Friday, February 23, 2024
 – The money laundered through cryptocurrency exchanges declined by 29 per cent in 2023, according to a blockchain research platform, Chainalysis.

The report, published on Thursday, February 22 revealed that those illicit funds dropped by approximately $9.3bn, declining from $31.5bn in 2022 to $22.2bn in 2023.

Chainalysis noted that the drop could be attributed to an overall decrease in crypto transaction volume, both legitimate and illicit.

The report added that centralised exchanges had been the primary destination for funds sent from illicit addresses, at a rate that has remained relatively stable over the last five years.

“Over time, the role of illicit services has shrunk, while the share of illicit funds going to DeFi protocols has grown.

“We attribute this primarily to the overall growth of DeFi generally during the period, but must also note that DeFi’s inherent transparency generally makes it a poor choice for obfuscating the movement of funds,” it said.

The report said that there was a slight decrease in the share of illicit funds directed to illicit service types between 2022 and 2023 accompanied by an increase in funds moving towards gambling services and bridge protocols.

“If we zoom in to look at how specific types of crypto criminals laundered money, we can see that there was a significant change in some areas. Most notably, we saw a huge increase in the volume of funds sent to cross-chain bridges from addresses associated with stolen funds.

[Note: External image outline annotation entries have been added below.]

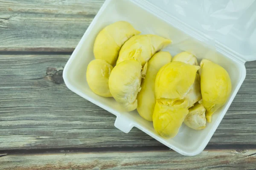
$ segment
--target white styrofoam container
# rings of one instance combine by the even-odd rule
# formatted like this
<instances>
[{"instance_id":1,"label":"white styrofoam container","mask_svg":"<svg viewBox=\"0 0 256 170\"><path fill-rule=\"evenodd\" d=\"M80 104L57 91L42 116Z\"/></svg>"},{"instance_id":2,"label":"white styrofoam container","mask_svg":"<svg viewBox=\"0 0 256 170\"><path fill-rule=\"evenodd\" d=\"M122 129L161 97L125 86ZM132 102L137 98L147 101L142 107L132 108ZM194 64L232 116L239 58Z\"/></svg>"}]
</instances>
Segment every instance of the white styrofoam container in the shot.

“We also observed a substantial increase in funds sent from ransomware to gambling platforms, and in funds sent to bridges from ransomware wallets,” it added.

Chainalysis said 109 exchange deposit addresses received over $10m worth of illicit cryptocurrency each, and collectively, they received $3.4bn in illicit cryptocurrency in 2023.

“While that still represents significant concentration, in 2022, only 40 addresses received over $10m in illicit crypto, for a collective total of just under $2.0bn.